沈没したいろは丸が水深約20mの海中で発見された様子を館内で忠実に再現されています。船体近辺では龍馬がいろは丸に積んでいたと主張した大量の銃や金塊などは発見されませんでした。その後持ち去られたのかそれとも龍馬の策略だったのか。今となっては歴史の謎のひとつです。

いろは丸展示館

銃器や金塊は発見されませんでしたが、その他多くの積み荷は発見されました。その現物が陳列されています。坂本龍馬が船に積み込み、運んでいた荷物たちが100年程の海の中の眠り、今この場所にあります。なんとも感慨深いです。

息を潜める坂本龍馬の人形が超リアル! 

いろは丸展示館の坂本龍馬人形

鞆の浦での交渉中、坂本龍馬が身の危険を回避するために身を隠した枡屋清右衛門宅の隠し部屋がリアルに再現されています。

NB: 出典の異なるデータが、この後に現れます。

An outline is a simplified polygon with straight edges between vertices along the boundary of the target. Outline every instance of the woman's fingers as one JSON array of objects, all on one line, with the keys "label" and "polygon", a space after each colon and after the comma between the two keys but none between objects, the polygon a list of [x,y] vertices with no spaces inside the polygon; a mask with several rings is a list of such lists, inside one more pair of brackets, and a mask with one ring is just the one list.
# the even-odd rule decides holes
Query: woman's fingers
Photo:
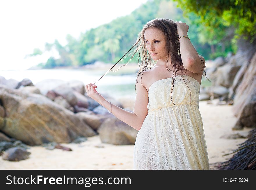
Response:
[{"label": "woman's fingers", "polygon": [[85,89],[86,91],[87,94],[91,93],[92,91],[90,87],[94,85],[94,84],[90,83],[86,85]]}]

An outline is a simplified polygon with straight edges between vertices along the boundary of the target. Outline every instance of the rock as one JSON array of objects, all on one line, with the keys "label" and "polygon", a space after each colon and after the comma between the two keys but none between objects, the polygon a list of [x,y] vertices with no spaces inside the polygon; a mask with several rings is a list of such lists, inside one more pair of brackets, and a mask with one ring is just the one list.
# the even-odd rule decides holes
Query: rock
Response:
[{"label": "rock", "polygon": [[74,108],[71,107],[67,101],[62,96],[57,96],[54,99],[54,101],[66,109],[69,109],[71,112],[74,112]]},{"label": "rock", "polygon": [[85,86],[83,83],[81,81],[78,80],[72,80],[68,81],[67,85],[74,90],[80,94],[83,94],[85,92]]},{"label": "rock", "polygon": [[84,107],[78,107],[76,105],[74,106],[74,112],[75,113],[78,113],[79,112],[91,112],[89,109],[88,109]]},{"label": "rock", "polygon": [[49,90],[47,92],[45,96],[52,101],[54,101],[56,97],[61,96],[53,90]]},{"label": "rock", "polygon": [[86,137],[79,137],[74,140],[73,142],[72,142],[72,143],[81,143],[83,142],[85,142],[86,141],[87,141],[87,140],[88,139]]},{"label": "rock", "polygon": [[86,96],[77,92],[75,91],[73,93],[77,100],[77,106],[80,107],[87,108],[89,104],[88,99]]},{"label": "rock", "polygon": [[235,139],[237,138],[246,138],[246,137],[241,135],[239,133],[237,133],[236,134],[224,135],[221,136],[220,138],[229,139]]},{"label": "rock", "polygon": [[22,147],[17,147],[11,148],[4,153],[2,157],[3,160],[10,161],[19,161],[29,158],[31,153]]},{"label": "rock", "polygon": [[67,82],[58,79],[47,79],[38,83],[35,85],[39,88],[43,94],[45,95],[48,91],[52,90],[60,86],[63,85],[81,94],[83,94],[85,92],[85,87],[83,83],[77,80],[72,80]]},{"label": "rock", "polygon": [[38,94],[41,94],[40,90],[35,86],[28,86],[24,87],[22,87],[21,86],[19,87],[18,90],[24,93],[27,94],[35,93]]},{"label": "rock", "polygon": [[97,134],[73,113],[42,95],[2,87],[0,100],[6,114],[0,117],[0,130],[29,145],[68,143]]},{"label": "rock", "polygon": [[199,95],[199,101],[208,100],[210,99],[210,96],[209,94],[203,93],[200,93]]},{"label": "rock", "polygon": [[138,131],[116,118],[106,120],[98,130],[102,142],[114,145],[134,145]]},{"label": "rock", "polygon": [[241,83],[244,73],[247,69],[248,65],[247,64],[243,65],[236,75],[233,81],[232,85],[229,88],[228,98],[230,100],[233,100],[235,92],[238,85]]},{"label": "rock", "polygon": [[256,127],[256,53],[236,89],[233,111],[238,119],[236,129]]},{"label": "rock", "polygon": [[9,142],[11,141],[11,139],[4,134],[0,132],[0,142],[3,141]]},{"label": "rock", "polygon": [[222,57],[218,57],[214,60],[214,62],[215,67],[222,66],[225,64],[225,60]]},{"label": "rock", "polygon": [[5,85],[7,88],[10,89],[15,89],[16,87],[18,85],[18,84],[19,84],[19,81],[16,81],[12,78],[10,78],[7,80],[6,82],[5,83],[3,84]]},{"label": "rock", "polygon": [[88,109],[92,111],[95,108],[100,105],[91,98],[88,96],[86,93],[84,94],[84,96],[87,98],[87,103],[88,104],[87,108]]},{"label": "rock", "polygon": [[0,117],[4,117],[5,116],[5,111],[4,108],[0,105]]},{"label": "rock", "polygon": [[62,149],[62,150],[65,150],[67,151],[72,151],[72,149],[71,149],[70,148],[68,148],[67,147],[65,147],[63,146],[61,146],[59,144],[58,144],[58,145],[56,145],[55,147],[55,148],[57,148],[59,149]]},{"label": "rock", "polygon": [[70,87],[65,85],[61,85],[54,88],[53,91],[66,99],[71,106],[74,106],[77,103],[77,99],[74,94],[73,89]]},{"label": "rock", "polygon": [[6,141],[0,142],[0,152],[13,147],[12,142]]},{"label": "rock", "polygon": [[109,117],[107,116],[90,114],[87,112],[80,112],[76,115],[95,131],[97,130],[103,122]]},{"label": "rock", "polygon": [[227,95],[228,94],[228,89],[225,87],[221,86],[213,87],[211,91],[214,98]]},{"label": "rock", "polygon": [[22,81],[19,83],[18,85],[15,88],[17,89],[19,88],[21,86],[34,86],[33,83],[29,78],[24,78]]},{"label": "rock", "polygon": [[211,76],[213,85],[229,88],[232,85],[235,76],[241,67],[241,65],[229,64],[218,67]]},{"label": "rock", "polygon": [[45,95],[48,91],[66,83],[67,82],[62,80],[47,79],[38,83],[35,86],[39,89],[42,94]]}]

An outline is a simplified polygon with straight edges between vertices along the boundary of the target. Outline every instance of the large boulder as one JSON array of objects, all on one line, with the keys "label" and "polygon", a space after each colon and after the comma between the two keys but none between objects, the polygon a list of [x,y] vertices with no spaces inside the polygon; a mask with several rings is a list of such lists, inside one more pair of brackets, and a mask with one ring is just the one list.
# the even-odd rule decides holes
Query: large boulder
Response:
[{"label": "large boulder", "polygon": [[92,114],[87,112],[79,112],[76,115],[95,131],[97,131],[103,122],[109,117],[108,116]]},{"label": "large boulder", "polygon": [[232,85],[236,75],[241,67],[241,65],[226,64],[218,67],[211,76],[213,85],[229,88]]},{"label": "large boulder", "polygon": [[3,160],[10,161],[19,161],[29,158],[31,154],[24,148],[17,147],[7,150],[4,153],[2,157]]},{"label": "large boulder", "polygon": [[40,90],[34,86],[27,86],[23,87],[21,86],[19,87],[18,90],[24,93],[35,93],[41,94]]},{"label": "large boulder", "polygon": [[42,95],[0,87],[5,110],[0,131],[31,145],[55,141],[70,143],[97,133],[72,112]]},{"label": "large boulder", "polygon": [[59,86],[53,91],[58,96],[62,96],[72,106],[77,103],[77,99],[74,93],[74,90],[71,87],[65,85]]},{"label": "large boulder", "polygon": [[77,105],[78,107],[87,108],[89,105],[88,98],[83,94],[80,94],[78,92],[74,91],[73,92],[74,95],[77,100]]},{"label": "large boulder", "polygon": [[3,141],[6,141],[9,142],[11,141],[11,139],[8,137],[4,134],[0,132],[0,142]]},{"label": "large boulder", "polygon": [[71,80],[68,81],[67,85],[74,90],[83,94],[85,92],[85,86],[81,81],[78,80]]},{"label": "large boulder", "polygon": [[256,127],[256,53],[235,94],[233,110],[238,119],[234,129]]},{"label": "large boulder", "polygon": [[54,99],[54,101],[66,109],[69,109],[71,112],[74,112],[74,108],[72,107],[66,99],[62,96],[57,96]]},{"label": "large boulder", "polygon": [[19,88],[19,87],[23,86],[34,86],[33,83],[29,78],[24,78],[22,81],[20,82],[18,84],[18,85],[15,88]]},{"label": "large boulder", "polygon": [[60,85],[66,83],[62,80],[46,79],[37,83],[35,86],[40,90],[42,94],[45,95],[48,91],[51,90]]},{"label": "large boulder", "polygon": [[77,80],[67,81],[56,79],[47,79],[38,83],[35,85],[39,88],[44,95],[45,95],[48,91],[53,90],[61,85],[71,88],[82,94],[83,94],[85,92],[83,83]]},{"label": "large boulder", "polygon": [[113,117],[106,119],[98,132],[102,142],[124,145],[134,144],[138,131]]}]

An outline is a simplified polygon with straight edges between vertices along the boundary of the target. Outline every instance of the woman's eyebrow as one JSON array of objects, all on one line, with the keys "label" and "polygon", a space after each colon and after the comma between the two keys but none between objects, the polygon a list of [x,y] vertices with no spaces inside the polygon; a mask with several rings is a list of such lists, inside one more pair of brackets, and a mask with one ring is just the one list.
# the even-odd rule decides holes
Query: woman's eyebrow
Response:
[{"label": "woman's eyebrow", "polygon": [[[160,38],[156,38],[156,39],[154,39],[154,40],[152,40],[152,41],[154,41],[154,40],[157,40],[157,39],[158,39],[158,40],[161,40],[162,39],[160,39]],[[145,40],[147,40],[147,41],[148,41],[148,40],[146,40],[145,39]]]}]

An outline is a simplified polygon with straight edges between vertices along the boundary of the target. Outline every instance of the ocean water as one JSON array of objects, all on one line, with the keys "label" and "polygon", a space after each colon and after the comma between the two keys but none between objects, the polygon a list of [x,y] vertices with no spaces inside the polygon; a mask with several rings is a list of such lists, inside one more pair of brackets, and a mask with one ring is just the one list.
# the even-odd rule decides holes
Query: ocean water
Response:
[{"label": "ocean water", "polygon": [[78,80],[83,82],[85,85],[95,84],[97,86],[97,91],[100,94],[108,94],[117,98],[134,98],[136,96],[135,87],[136,74],[113,75],[110,72],[97,81],[107,71],[70,69],[5,70],[0,71],[0,76],[7,80],[13,78],[18,81],[28,78],[34,85],[46,79],[65,81]]}]

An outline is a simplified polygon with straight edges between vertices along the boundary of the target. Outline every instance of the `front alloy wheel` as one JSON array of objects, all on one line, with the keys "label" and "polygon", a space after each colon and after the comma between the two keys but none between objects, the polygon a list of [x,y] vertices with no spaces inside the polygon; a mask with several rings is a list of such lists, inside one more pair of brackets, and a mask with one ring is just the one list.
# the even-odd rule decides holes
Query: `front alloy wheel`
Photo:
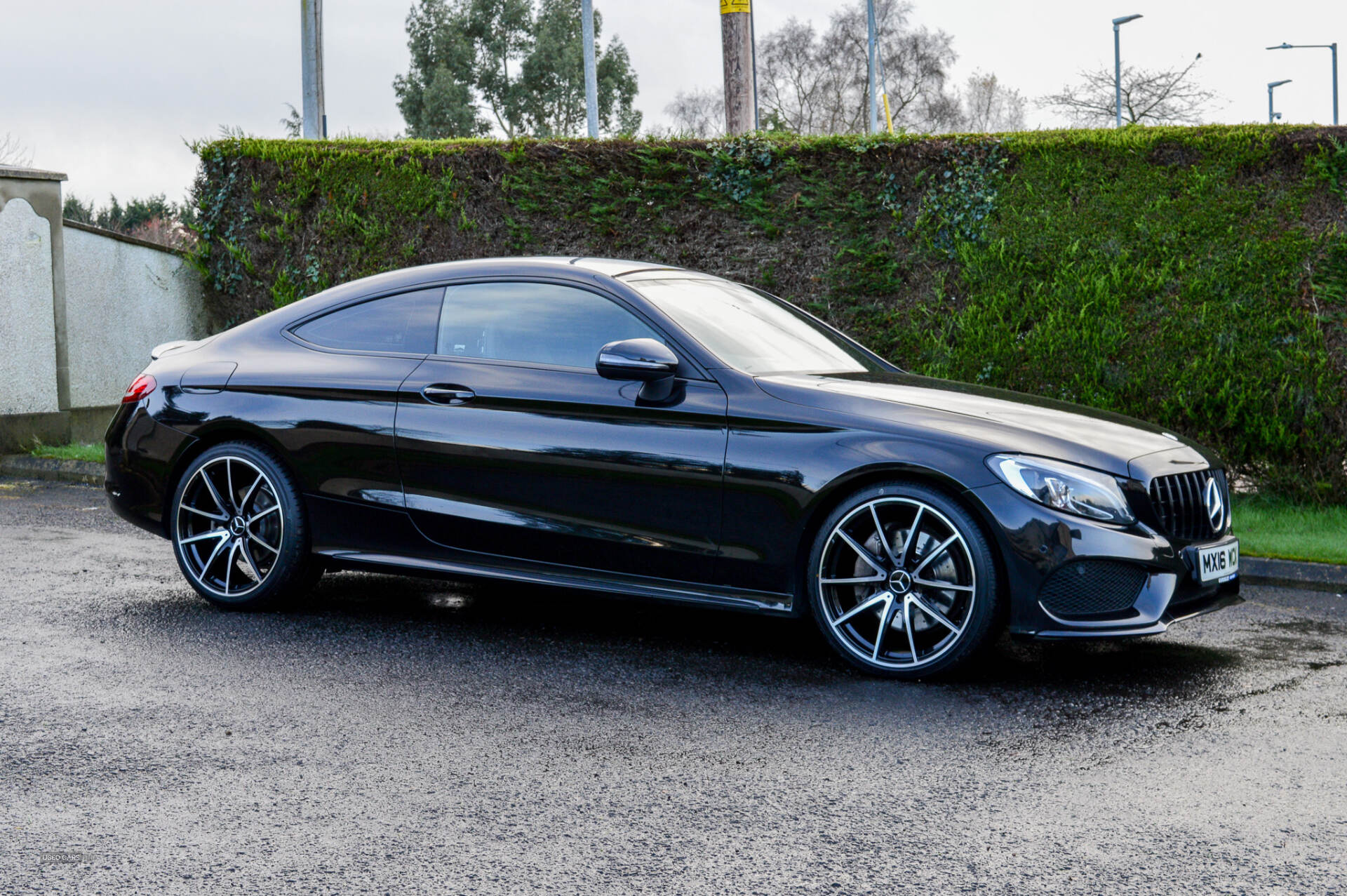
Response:
[{"label": "front alloy wheel", "polygon": [[828,641],[853,664],[920,678],[963,663],[989,639],[995,573],[962,507],[919,485],[845,501],[811,558],[811,597]]}]

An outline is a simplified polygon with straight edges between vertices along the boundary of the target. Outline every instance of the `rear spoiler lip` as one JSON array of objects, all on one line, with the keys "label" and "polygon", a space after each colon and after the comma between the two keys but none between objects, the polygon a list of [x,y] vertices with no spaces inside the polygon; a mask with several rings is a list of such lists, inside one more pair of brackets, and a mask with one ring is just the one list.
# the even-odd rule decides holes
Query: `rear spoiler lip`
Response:
[{"label": "rear spoiler lip", "polygon": [[158,361],[163,356],[171,352],[180,352],[183,349],[195,349],[201,346],[206,340],[171,340],[168,342],[160,342],[155,348],[150,349],[150,360]]}]

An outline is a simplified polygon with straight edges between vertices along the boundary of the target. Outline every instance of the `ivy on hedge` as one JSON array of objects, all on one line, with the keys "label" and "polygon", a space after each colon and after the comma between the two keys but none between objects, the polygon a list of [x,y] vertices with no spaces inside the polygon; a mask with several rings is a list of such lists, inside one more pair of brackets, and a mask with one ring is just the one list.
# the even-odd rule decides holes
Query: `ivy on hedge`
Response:
[{"label": "ivy on hedge", "polygon": [[379,271],[605,255],[754,283],[907,369],[1160,422],[1347,501],[1331,129],[197,147],[217,326]]}]

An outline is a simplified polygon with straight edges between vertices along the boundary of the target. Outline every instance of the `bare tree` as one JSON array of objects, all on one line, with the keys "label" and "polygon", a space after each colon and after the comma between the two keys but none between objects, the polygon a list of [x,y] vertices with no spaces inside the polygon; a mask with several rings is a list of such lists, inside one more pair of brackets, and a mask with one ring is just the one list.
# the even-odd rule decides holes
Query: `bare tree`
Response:
[{"label": "bare tree", "polygon": [[963,127],[978,133],[1024,131],[1024,94],[994,73],[974,71],[963,94]]},{"label": "bare tree", "polygon": [[0,164],[12,164],[16,168],[27,168],[32,164],[32,150],[23,141],[5,131],[0,137]]},{"label": "bare tree", "polygon": [[672,120],[669,136],[718,137],[725,132],[725,93],[719,88],[679,90],[664,115]]},{"label": "bare tree", "polygon": [[[958,55],[944,31],[913,27],[912,4],[878,0],[884,89],[896,127],[933,131],[960,120],[946,70]],[[758,90],[768,116],[800,133],[855,133],[869,121],[863,0],[832,13],[827,31],[791,19],[758,44]]]},{"label": "bare tree", "polygon": [[[1199,53],[1183,69],[1122,70],[1122,120],[1131,124],[1197,124],[1204,109],[1216,98],[1189,75],[1202,59]],[[1113,69],[1082,71],[1080,81],[1068,84],[1039,105],[1057,109],[1082,127],[1107,125],[1115,116]]]}]

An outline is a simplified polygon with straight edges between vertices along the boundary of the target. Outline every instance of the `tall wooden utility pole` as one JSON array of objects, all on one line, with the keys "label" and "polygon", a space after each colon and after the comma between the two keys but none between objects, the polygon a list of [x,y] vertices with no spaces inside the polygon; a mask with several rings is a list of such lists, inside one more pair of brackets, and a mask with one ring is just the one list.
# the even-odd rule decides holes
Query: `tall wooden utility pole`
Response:
[{"label": "tall wooden utility pole", "polygon": [[304,70],[304,139],[327,136],[323,105],[323,0],[299,0],[300,51]]},{"label": "tall wooden utility pole", "polygon": [[725,54],[725,132],[753,129],[753,8],[749,0],[721,0]]},{"label": "tall wooden utility pole", "polygon": [[581,39],[585,42],[585,119],[589,135],[598,136],[598,73],[594,67],[594,0],[581,3]]}]

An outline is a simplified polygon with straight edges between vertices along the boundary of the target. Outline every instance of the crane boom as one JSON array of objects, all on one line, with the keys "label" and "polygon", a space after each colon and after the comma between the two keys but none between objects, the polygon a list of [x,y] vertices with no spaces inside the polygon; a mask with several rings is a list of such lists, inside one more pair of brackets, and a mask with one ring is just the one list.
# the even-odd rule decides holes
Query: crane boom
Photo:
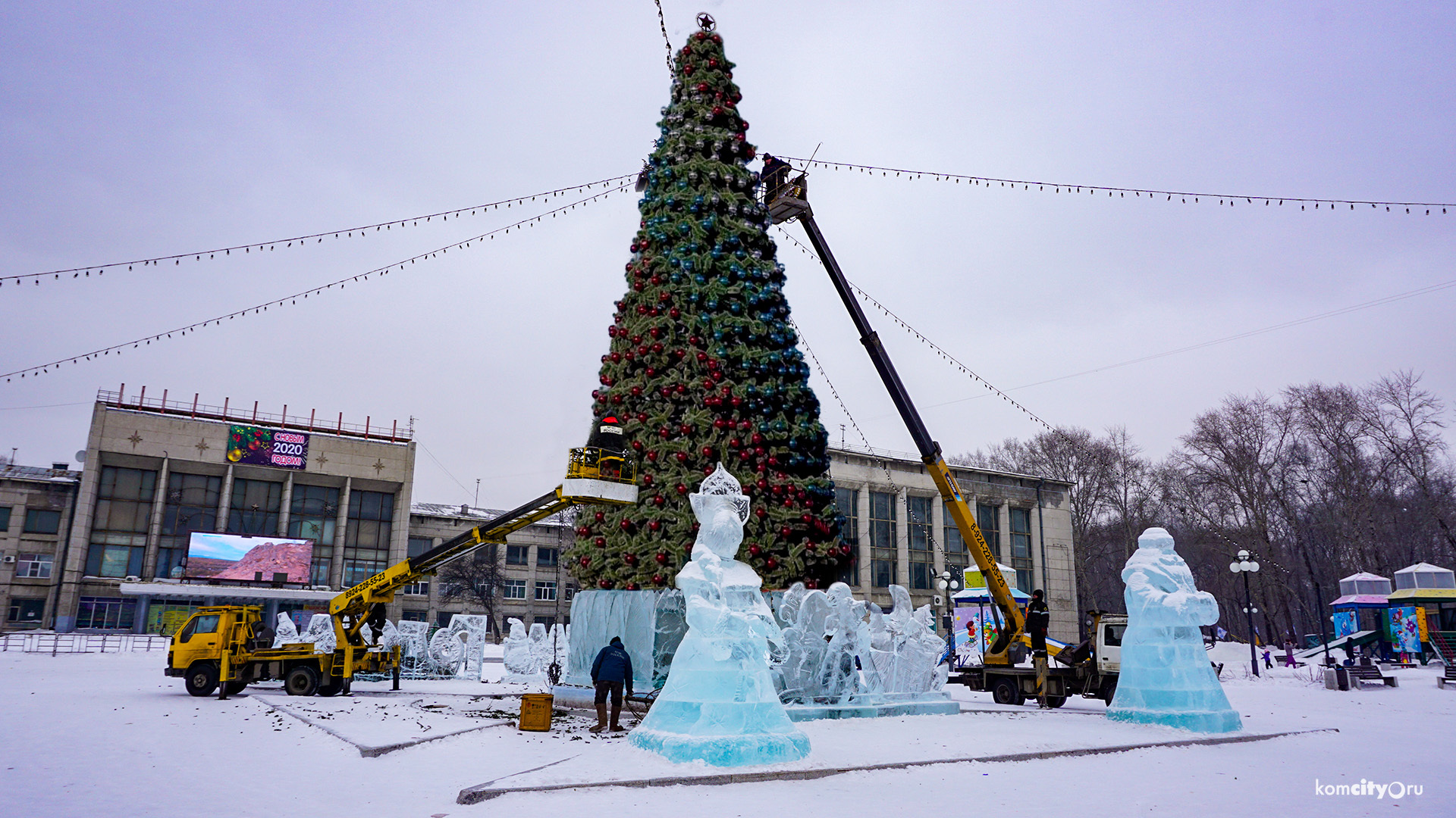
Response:
[{"label": "crane boom", "polygon": [[1021,605],[1016,604],[1015,597],[1012,597],[1005,576],[996,568],[996,555],[992,553],[990,544],[986,543],[986,536],[981,534],[980,525],[976,524],[976,517],[971,514],[970,505],[961,496],[961,488],[955,482],[951,467],[945,463],[941,444],[935,442],[930,438],[930,432],[926,431],[925,421],[920,419],[920,412],[916,410],[914,402],[910,400],[910,393],[900,380],[900,373],[895,371],[894,362],[890,361],[890,354],[879,342],[879,333],[869,326],[869,319],[865,317],[865,311],[849,288],[844,272],[839,268],[834,253],[828,249],[828,242],[824,240],[824,234],[814,221],[814,210],[808,202],[808,185],[804,175],[801,173],[796,179],[789,180],[786,169],[780,166],[776,176],[769,175],[764,179],[764,201],[775,223],[798,218],[799,224],[804,226],[810,245],[818,253],[820,262],[823,262],[830,281],[834,284],[834,291],[839,293],[840,301],[849,310],[850,320],[855,322],[855,329],[859,332],[859,342],[865,345],[875,371],[879,373],[879,380],[884,381],[885,389],[890,392],[890,400],[894,402],[906,428],[910,429],[910,437],[920,453],[920,460],[930,472],[930,479],[935,480],[935,486],[941,492],[941,499],[945,501],[945,508],[951,514],[951,520],[955,521],[955,528],[961,533],[961,540],[968,544],[976,566],[986,578],[986,588],[990,591],[996,608],[1000,610],[1003,624],[996,642],[983,655],[983,661],[989,665],[1012,664],[1009,655],[1012,640],[1028,640],[1024,633],[1026,627],[1025,616],[1021,611]]}]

等身大の龍馬の蝋人形が交渉時に最大の武器とした万国公法の本を手にしています。大敵相手に交渉に臨んでいる当時の息を飲むような場面がうかがい知れます。
なお、実際に龍馬が滞在して隠れた「枡屋清右衛門宅」は現在もこの鞆の浦に残っており、見学が可能です。実際に坂本龍馬が滞在した屋敷、龍馬の足跡をこのいろは丸展示館で楽しんだあとには是非とも立ち寄りたいですね。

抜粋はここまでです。